Craig Corrie: Türkiye'de yıllardır Rachel'e yönelik belli bir ilginin olduğunu biliyorduk. Bazı insanlarla yazışıyorduk. Bence Mavi Marmara'ya olanlar ve İsrail'in raporunun sonucunun yayınlanması nedeniyle, ilginin ne düzeyde olduğu ortada. Elbette Mavi Marmara'dan önce de ilgi vardı. Ancak buraya gelmeden önce Rachel'e bu denli ilgilinin olduğunun farkında değildim. Bu ülkenin çoğunluğu Müslüman ve Rachel'in Müslüman bir ülkeye gitmiş olmasının ilgi uyandırdığını düşünüyorum. Bence Rachel'i harekete geçiren insani yönelimi oldu.
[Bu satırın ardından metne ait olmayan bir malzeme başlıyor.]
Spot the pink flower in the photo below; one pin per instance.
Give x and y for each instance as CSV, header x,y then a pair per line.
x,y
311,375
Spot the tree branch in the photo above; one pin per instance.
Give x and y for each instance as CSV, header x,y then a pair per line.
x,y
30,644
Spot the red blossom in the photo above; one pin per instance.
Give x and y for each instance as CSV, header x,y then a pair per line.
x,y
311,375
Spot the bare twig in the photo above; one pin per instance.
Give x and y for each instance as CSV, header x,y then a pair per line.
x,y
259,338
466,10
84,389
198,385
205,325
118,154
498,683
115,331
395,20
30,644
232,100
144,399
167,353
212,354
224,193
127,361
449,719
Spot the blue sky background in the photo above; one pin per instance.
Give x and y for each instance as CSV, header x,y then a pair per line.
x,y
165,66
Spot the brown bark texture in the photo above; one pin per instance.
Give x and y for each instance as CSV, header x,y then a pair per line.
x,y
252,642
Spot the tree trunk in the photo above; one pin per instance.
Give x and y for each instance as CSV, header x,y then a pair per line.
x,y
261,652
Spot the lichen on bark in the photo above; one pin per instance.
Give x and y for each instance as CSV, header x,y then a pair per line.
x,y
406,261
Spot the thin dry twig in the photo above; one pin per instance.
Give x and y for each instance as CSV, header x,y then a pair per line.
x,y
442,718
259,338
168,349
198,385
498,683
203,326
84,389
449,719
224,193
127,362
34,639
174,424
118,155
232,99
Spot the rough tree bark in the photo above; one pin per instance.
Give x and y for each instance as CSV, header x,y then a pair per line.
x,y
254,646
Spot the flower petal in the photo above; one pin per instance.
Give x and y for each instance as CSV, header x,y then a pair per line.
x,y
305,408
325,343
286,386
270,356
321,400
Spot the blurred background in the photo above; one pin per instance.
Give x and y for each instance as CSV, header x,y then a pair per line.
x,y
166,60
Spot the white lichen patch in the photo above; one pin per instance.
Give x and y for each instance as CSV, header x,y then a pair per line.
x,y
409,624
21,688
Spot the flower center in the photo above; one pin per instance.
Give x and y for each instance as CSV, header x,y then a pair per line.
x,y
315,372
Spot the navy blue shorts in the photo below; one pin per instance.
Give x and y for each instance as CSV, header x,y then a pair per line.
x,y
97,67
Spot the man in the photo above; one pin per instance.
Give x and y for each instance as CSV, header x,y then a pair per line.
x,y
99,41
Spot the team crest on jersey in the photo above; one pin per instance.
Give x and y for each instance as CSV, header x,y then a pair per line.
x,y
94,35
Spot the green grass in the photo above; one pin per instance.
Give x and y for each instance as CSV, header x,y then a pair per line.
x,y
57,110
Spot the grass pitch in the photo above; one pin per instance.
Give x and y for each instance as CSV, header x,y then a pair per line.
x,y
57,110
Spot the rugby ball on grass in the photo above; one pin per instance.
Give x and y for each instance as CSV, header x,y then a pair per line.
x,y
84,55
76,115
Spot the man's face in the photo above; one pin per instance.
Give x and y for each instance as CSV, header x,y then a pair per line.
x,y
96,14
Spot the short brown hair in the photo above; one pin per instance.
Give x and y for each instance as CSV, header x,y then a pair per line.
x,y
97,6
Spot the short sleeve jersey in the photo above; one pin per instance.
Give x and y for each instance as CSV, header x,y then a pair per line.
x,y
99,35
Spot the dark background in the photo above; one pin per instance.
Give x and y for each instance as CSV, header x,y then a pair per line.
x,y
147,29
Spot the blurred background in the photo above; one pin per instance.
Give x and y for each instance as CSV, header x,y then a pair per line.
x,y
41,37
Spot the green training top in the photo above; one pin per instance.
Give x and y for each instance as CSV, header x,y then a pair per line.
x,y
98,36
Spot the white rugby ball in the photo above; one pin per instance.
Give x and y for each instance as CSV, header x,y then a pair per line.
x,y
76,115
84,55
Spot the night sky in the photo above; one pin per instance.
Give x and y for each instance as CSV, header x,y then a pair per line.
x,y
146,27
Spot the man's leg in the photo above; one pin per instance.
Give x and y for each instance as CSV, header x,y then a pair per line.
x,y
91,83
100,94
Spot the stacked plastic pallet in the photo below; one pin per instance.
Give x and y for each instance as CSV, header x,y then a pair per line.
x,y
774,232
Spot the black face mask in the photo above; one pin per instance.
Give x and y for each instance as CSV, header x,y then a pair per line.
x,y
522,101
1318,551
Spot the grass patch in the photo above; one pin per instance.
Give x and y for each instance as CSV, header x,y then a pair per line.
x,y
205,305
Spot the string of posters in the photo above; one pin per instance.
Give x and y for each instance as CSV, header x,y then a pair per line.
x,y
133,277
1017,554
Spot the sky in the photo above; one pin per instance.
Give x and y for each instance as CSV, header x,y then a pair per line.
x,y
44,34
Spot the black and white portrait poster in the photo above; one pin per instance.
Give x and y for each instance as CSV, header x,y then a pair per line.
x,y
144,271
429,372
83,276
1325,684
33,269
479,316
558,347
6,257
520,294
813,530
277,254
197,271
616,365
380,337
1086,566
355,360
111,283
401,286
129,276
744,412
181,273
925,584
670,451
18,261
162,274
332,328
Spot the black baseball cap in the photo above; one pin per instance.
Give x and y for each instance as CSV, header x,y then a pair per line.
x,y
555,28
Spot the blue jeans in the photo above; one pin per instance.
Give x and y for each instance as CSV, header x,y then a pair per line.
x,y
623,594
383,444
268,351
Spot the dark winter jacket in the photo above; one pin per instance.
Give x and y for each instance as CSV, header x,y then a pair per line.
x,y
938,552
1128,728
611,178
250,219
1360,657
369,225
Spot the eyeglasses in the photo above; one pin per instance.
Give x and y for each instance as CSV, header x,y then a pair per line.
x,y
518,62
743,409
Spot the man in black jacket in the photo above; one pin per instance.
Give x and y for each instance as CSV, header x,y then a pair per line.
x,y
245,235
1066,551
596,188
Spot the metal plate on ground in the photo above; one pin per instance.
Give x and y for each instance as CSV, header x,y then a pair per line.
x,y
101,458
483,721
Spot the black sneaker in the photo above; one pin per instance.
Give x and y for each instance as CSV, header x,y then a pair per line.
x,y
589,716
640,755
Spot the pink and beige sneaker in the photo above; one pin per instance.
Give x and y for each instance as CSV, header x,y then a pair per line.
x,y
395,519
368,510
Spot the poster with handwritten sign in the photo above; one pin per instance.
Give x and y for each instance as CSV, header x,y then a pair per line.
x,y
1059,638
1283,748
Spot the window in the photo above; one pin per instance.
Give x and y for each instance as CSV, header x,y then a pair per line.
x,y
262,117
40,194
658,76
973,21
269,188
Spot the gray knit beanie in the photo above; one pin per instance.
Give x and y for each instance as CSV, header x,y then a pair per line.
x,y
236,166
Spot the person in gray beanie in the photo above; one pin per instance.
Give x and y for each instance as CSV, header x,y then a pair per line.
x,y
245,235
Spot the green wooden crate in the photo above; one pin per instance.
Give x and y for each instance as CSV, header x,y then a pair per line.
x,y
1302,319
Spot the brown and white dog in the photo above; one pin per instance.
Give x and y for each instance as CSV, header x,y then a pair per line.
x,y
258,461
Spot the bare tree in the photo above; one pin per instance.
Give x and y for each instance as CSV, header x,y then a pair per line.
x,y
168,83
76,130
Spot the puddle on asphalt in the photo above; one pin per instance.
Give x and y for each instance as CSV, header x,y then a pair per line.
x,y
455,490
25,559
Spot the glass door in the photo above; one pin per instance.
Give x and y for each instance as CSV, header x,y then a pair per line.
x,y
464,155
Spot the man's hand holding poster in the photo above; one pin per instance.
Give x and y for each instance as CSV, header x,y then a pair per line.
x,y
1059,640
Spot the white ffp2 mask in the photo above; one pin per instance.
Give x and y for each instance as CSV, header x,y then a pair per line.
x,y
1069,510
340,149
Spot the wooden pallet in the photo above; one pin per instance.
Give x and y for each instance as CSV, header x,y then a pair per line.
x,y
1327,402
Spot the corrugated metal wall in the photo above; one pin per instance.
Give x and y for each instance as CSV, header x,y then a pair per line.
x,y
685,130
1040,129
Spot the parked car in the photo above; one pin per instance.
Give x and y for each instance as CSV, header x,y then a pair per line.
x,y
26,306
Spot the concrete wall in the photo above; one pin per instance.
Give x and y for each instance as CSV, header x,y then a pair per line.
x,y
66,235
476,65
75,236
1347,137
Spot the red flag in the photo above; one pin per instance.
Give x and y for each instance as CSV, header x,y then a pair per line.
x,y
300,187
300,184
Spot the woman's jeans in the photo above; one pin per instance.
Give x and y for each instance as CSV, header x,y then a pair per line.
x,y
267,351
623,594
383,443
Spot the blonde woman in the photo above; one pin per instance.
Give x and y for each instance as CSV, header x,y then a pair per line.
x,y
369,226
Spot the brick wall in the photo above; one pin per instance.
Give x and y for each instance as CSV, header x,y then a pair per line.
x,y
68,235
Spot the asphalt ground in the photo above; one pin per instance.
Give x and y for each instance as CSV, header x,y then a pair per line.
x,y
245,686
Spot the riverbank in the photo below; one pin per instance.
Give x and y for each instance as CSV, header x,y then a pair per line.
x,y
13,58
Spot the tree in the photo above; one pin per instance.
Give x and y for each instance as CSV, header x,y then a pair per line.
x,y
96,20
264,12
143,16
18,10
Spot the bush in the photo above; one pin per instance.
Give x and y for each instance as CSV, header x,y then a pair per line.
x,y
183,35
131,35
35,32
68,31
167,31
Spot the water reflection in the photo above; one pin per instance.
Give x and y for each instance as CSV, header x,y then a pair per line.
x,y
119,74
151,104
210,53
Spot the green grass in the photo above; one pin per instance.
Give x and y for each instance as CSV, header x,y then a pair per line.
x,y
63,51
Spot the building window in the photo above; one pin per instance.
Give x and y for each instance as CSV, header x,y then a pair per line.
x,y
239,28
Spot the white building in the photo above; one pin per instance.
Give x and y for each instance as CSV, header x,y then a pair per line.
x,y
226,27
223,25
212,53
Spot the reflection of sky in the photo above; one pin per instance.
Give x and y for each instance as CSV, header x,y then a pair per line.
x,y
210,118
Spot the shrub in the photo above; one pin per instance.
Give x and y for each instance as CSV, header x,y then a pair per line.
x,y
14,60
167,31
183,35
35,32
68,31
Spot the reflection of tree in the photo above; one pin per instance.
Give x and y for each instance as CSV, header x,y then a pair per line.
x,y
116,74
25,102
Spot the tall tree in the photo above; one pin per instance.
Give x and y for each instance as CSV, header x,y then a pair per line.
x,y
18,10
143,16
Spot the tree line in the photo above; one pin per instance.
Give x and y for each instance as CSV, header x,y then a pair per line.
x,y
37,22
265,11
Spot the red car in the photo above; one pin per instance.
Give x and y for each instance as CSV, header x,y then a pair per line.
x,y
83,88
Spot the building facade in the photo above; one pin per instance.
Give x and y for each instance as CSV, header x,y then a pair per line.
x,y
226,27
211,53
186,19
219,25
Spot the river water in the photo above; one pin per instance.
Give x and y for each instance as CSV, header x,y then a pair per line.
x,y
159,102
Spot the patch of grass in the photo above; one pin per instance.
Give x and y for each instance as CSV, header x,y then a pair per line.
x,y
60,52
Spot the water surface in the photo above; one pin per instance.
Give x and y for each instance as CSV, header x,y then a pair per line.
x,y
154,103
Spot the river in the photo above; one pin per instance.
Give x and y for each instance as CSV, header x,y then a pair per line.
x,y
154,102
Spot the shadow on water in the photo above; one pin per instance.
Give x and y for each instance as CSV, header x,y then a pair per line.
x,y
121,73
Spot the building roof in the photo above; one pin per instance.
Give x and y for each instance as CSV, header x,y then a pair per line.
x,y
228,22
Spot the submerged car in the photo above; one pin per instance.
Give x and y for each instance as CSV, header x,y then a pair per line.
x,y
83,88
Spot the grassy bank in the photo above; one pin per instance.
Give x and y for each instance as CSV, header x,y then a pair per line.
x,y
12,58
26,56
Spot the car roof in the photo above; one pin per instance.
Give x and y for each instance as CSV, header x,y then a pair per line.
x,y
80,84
Ve biz Müslümanları, Hristiyanları, Yahudileri, Hindistanlıları birlikte çalışmak üzere bir araya getirmeye alışık değiliz. Rachel'in bir sembole dönüştüğünü düşünüyorum, ama güzel bir sembol. Amerika'dan gelince, insanlar, Müslüman halklar bazı Amerikalıların insani ilişkileri anlamaya çalıştıklarını göreceklerdir. Farklı ülkelerdeki insanlar Müslümanlıktan daha da ziyade öncelikle insandırlar. Bu yüzden birlikte çalışmalıyız.
DEĞİŞİKLİKLERİ YAPANLAR HÜKÜMETLER DEĞİL
Filistinliler ve hem de Rachel için neler yapılabilir? Ve İsrail'in saldırganlığı nasıl durdurulabilir? Cindy Corrie: Bence bu çok büyük bir soru. Ben barış için yapılan her şeyin çok önemli olduğuna inanıyorum. Bence örneğin eğitim, diğer insanlara meseleler hakkında bilgi vermenin önemli olduğunu düşünüyorum. Bence farklı formlardaki mücadele şekilleri yani Mavi Marmara gemisindekiler ya da Rachel'ın yaptıkları çok önemli. Ve elbette tüm dünyadaki dayanışmanın daha da büyümesinin de önemli olduğunu düşünüyorum. Bunlar farkındalığı arttıran durumlara dönüşebiliyor. Ben bunu Amerika'da gördüm, bir çok Yahudi gelip destek oldular. Biz mücadele etmeye devam etmeliyiz. Mısır'da gördüğümüz gibi, değişiklikleri yapanlar hükümetler olmuyor.